Lorenzo Ghiberti: Christ's Entry into Jerusalem. One of twenty panels depicting scenes from Christ's life on the North doors of the Baptistry of San Giovanni in Florence.
Palm Sunday, I can never quite explain what it means to me. There is the story I grew up with, the triumphant entry into Jerusalem with the cheering crowds and the palm fronds. And yet, all that revelry turns to darkness, death, despair, and eventually new life. We don't necessarily like to think about that, but it is always there, and always a part of our lives, not solely in our religious observances. For does not religion also provide us with a path through which we attempt to understand our own lives?

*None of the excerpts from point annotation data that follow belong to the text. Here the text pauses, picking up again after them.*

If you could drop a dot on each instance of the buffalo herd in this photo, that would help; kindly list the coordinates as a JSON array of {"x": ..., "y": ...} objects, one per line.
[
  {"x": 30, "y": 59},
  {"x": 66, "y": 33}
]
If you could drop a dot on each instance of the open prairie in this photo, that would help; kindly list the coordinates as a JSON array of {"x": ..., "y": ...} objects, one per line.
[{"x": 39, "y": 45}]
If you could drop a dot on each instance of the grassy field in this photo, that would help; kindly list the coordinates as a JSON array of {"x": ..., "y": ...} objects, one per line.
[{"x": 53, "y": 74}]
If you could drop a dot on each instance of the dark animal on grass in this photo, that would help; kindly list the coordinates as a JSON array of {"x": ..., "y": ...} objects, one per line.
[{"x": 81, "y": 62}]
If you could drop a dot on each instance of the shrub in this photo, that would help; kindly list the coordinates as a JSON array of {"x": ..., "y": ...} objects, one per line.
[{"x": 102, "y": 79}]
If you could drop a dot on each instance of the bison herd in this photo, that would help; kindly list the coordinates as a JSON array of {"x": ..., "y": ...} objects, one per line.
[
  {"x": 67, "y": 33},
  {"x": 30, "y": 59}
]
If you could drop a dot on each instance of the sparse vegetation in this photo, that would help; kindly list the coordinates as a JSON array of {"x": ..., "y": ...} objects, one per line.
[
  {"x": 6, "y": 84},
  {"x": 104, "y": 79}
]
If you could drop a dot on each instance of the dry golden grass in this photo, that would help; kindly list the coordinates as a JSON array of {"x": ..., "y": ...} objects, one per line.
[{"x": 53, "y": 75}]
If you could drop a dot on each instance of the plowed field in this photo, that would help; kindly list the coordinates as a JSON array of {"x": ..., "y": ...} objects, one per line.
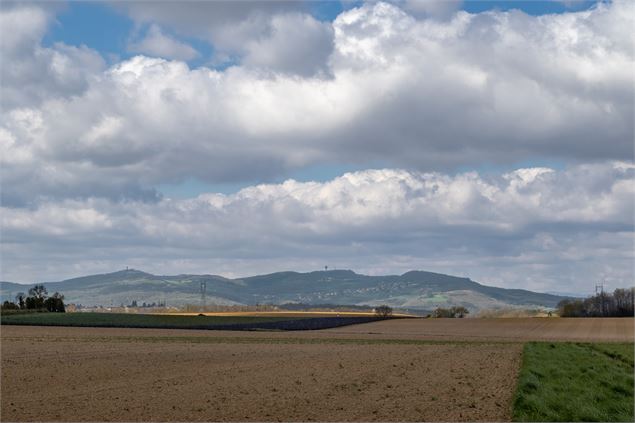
[{"x": 402, "y": 370}]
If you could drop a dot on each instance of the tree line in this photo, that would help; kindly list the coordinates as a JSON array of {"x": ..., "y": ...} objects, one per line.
[
  {"x": 453, "y": 312},
  {"x": 37, "y": 299},
  {"x": 604, "y": 304}
]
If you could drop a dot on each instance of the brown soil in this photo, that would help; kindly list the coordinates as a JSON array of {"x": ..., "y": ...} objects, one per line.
[
  {"x": 85, "y": 374},
  {"x": 382, "y": 371},
  {"x": 508, "y": 329}
]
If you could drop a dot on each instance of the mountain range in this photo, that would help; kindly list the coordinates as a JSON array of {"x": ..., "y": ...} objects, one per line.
[{"x": 414, "y": 290}]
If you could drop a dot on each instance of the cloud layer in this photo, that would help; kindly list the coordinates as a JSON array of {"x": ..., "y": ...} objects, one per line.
[
  {"x": 533, "y": 227},
  {"x": 421, "y": 94},
  {"x": 430, "y": 91}
]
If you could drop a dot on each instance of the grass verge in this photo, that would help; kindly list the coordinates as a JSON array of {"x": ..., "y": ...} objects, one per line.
[{"x": 575, "y": 382}]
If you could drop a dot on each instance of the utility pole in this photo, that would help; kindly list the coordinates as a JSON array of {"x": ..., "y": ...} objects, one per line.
[{"x": 599, "y": 290}]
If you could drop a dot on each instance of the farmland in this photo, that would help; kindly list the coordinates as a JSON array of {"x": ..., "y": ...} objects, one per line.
[
  {"x": 397, "y": 370},
  {"x": 230, "y": 321}
]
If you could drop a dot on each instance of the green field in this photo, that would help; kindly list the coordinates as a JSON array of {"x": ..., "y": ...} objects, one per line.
[
  {"x": 133, "y": 320},
  {"x": 575, "y": 382}
]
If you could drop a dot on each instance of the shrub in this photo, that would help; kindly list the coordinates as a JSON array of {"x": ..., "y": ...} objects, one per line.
[{"x": 383, "y": 311}]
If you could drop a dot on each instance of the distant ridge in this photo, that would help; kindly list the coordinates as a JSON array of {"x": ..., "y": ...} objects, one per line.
[{"x": 417, "y": 290}]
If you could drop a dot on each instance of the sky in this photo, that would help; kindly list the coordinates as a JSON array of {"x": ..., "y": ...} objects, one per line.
[{"x": 486, "y": 139}]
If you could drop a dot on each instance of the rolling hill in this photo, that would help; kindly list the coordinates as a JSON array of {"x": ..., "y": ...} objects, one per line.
[{"x": 416, "y": 290}]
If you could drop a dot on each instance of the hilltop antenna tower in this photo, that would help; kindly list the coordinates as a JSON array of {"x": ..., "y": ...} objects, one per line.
[
  {"x": 203, "y": 292},
  {"x": 599, "y": 288}
]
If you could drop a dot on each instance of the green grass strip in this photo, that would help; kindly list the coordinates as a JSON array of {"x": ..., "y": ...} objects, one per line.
[
  {"x": 132, "y": 320},
  {"x": 575, "y": 382}
]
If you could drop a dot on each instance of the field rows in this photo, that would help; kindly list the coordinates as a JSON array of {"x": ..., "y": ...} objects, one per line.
[{"x": 400, "y": 370}]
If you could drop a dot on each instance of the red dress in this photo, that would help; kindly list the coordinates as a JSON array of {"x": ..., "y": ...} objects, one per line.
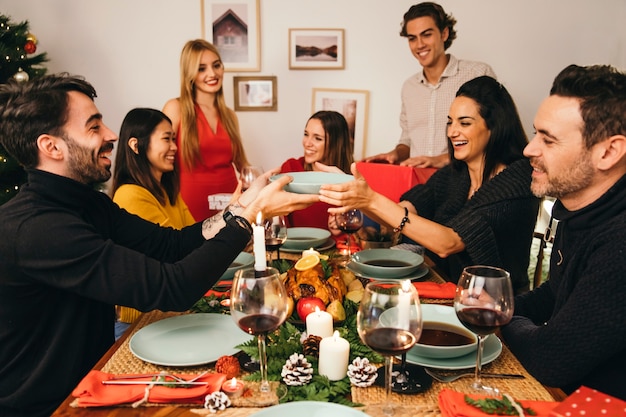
[{"x": 214, "y": 175}]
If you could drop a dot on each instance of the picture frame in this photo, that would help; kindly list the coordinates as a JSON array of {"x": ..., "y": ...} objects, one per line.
[
  {"x": 255, "y": 93},
  {"x": 234, "y": 27},
  {"x": 316, "y": 49},
  {"x": 353, "y": 105}
]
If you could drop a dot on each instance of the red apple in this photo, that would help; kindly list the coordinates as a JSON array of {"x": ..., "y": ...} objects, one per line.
[{"x": 306, "y": 306}]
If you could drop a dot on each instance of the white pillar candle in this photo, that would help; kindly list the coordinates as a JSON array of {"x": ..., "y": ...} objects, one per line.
[
  {"x": 260, "y": 263},
  {"x": 319, "y": 323},
  {"x": 334, "y": 357}
]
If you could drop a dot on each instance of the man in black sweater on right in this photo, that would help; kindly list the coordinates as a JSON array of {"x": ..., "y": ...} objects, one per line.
[{"x": 569, "y": 331}]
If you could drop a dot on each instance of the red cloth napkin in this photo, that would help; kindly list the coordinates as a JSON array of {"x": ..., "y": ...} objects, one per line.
[
  {"x": 429, "y": 289},
  {"x": 91, "y": 392},
  {"x": 452, "y": 404}
]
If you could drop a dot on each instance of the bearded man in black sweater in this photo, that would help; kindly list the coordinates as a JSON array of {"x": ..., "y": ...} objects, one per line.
[{"x": 569, "y": 331}]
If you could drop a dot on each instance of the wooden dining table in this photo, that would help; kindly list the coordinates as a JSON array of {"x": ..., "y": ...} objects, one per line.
[{"x": 119, "y": 360}]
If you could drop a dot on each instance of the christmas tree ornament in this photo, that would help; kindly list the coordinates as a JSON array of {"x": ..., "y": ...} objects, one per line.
[
  {"x": 297, "y": 370},
  {"x": 21, "y": 76},
  {"x": 362, "y": 373}
]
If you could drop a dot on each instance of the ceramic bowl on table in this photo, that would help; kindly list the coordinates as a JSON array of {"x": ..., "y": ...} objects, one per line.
[
  {"x": 305, "y": 237},
  {"x": 309, "y": 182},
  {"x": 443, "y": 335},
  {"x": 386, "y": 263}
]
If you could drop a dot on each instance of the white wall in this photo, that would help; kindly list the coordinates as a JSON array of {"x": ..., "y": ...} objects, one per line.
[{"x": 129, "y": 50}]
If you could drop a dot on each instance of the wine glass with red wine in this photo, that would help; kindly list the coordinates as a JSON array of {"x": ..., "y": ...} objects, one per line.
[
  {"x": 349, "y": 222},
  {"x": 259, "y": 306},
  {"x": 275, "y": 236},
  {"x": 389, "y": 321},
  {"x": 483, "y": 303}
]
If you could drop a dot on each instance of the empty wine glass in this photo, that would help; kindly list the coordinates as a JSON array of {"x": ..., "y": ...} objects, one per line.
[
  {"x": 483, "y": 303},
  {"x": 389, "y": 321},
  {"x": 248, "y": 174},
  {"x": 349, "y": 222},
  {"x": 259, "y": 306},
  {"x": 275, "y": 236}
]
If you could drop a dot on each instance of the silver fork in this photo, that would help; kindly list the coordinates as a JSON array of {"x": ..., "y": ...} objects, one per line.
[{"x": 453, "y": 377}]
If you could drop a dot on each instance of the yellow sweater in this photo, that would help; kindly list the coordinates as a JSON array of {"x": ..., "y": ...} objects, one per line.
[{"x": 138, "y": 200}]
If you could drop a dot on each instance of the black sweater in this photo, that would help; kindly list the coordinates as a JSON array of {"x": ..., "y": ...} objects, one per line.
[
  {"x": 496, "y": 224},
  {"x": 570, "y": 331},
  {"x": 68, "y": 254}
]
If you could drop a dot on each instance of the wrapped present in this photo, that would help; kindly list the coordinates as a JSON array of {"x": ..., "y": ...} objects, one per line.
[{"x": 589, "y": 402}]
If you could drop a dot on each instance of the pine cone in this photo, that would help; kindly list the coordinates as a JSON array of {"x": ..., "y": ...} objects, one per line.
[
  {"x": 297, "y": 370},
  {"x": 228, "y": 365},
  {"x": 216, "y": 401},
  {"x": 362, "y": 373},
  {"x": 311, "y": 345}
]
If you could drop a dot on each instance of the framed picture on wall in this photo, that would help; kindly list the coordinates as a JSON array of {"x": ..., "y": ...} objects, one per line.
[
  {"x": 353, "y": 105},
  {"x": 234, "y": 27},
  {"x": 316, "y": 49},
  {"x": 255, "y": 93}
]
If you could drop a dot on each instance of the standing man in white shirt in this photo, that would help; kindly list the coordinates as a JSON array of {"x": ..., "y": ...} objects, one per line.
[{"x": 428, "y": 94}]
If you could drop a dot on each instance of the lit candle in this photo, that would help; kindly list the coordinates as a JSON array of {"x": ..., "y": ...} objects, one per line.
[
  {"x": 319, "y": 323},
  {"x": 259, "y": 244},
  {"x": 233, "y": 388},
  {"x": 334, "y": 356}
]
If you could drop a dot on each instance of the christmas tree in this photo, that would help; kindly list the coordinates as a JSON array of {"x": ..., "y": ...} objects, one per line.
[{"x": 18, "y": 62}]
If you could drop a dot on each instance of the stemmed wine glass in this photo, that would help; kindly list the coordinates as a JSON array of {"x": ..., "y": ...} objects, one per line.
[
  {"x": 275, "y": 236},
  {"x": 389, "y": 321},
  {"x": 248, "y": 174},
  {"x": 483, "y": 303},
  {"x": 259, "y": 306},
  {"x": 349, "y": 222}
]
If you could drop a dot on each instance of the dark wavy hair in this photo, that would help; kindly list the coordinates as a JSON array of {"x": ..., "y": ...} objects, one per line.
[
  {"x": 134, "y": 168},
  {"x": 339, "y": 147},
  {"x": 496, "y": 106},
  {"x": 442, "y": 20},
  {"x": 601, "y": 90},
  {"x": 34, "y": 108}
]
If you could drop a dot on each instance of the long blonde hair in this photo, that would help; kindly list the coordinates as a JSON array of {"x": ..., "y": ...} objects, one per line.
[{"x": 189, "y": 141}]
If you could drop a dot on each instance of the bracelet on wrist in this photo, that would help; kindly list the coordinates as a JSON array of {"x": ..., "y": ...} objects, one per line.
[{"x": 404, "y": 221}]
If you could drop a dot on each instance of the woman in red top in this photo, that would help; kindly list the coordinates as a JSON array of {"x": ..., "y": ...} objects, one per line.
[
  {"x": 210, "y": 148},
  {"x": 326, "y": 140}
]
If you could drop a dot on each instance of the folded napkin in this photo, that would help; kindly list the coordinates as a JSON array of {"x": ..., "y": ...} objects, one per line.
[
  {"x": 91, "y": 392},
  {"x": 429, "y": 289},
  {"x": 452, "y": 404}
]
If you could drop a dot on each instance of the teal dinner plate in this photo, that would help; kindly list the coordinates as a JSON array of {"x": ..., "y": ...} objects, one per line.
[
  {"x": 491, "y": 351},
  {"x": 188, "y": 340},
  {"x": 309, "y": 182},
  {"x": 309, "y": 409}
]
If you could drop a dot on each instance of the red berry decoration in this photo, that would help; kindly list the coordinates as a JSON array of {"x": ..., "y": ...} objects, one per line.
[{"x": 30, "y": 47}]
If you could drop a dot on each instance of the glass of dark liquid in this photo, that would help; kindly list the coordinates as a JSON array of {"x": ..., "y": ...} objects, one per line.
[
  {"x": 389, "y": 321},
  {"x": 259, "y": 306},
  {"x": 483, "y": 303}
]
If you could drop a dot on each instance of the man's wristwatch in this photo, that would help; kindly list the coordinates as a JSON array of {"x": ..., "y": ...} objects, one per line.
[{"x": 235, "y": 220}]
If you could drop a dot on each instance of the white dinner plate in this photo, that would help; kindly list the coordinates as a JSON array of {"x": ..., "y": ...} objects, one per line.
[
  {"x": 492, "y": 349},
  {"x": 421, "y": 272},
  {"x": 309, "y": 409},
  {"x": 189, "y": 340},
  {"x": 329, "y": 244}
]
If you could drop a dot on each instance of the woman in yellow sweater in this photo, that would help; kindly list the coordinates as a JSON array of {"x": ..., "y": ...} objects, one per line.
[{"x": 145, "y": 179}]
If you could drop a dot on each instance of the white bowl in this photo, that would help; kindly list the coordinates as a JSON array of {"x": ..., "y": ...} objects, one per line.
[
  {"x": 305, "y": 237},
  {"x": 444, "y": 318},
  {"x": 386, "y": 263},
  {"x": 309, "y": 182},
  {"x": 243, "y": 260}
]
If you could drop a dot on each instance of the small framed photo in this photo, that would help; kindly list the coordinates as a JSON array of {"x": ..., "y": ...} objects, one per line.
[
  {"x": 353, "y": 105},
  {"x": 234, "y": 27},
  {"x": 316, "y": 49},
  {"x": 255, "y": 93}
]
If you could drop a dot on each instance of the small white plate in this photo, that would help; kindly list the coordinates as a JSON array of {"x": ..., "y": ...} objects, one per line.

Here we are. Another Palm Sunday. Another winter becoming spring. Here in Knoxville the trees are bursting into bloom, but it is a tenuous celebration, a fragile flowering. A sudden chill and glorious blossoms become limp reminders that sometimes we celebrate too much too soon. And the service that I remember as celebratory when I was a child takes on its darker meaning. How easily our loyalties and our emotions shift.
I've written before how this period of lent, of winter becoming spring has always been a period of reflection and growth for me and it has never been particularly easy. Each year I ask questions and hope for answers. But the harder I look for those answers the more slowly they seem to be forthcoming.
But of course the answers are all always already there, waiting. It is not that the answers don't come. It is that we don't look in the right places. The answers are there before we even ask the questions. God gives us the answers before we even know what we are looking for. We are not waiting for God to respond; we are waiting for ourselves to be ready to listen.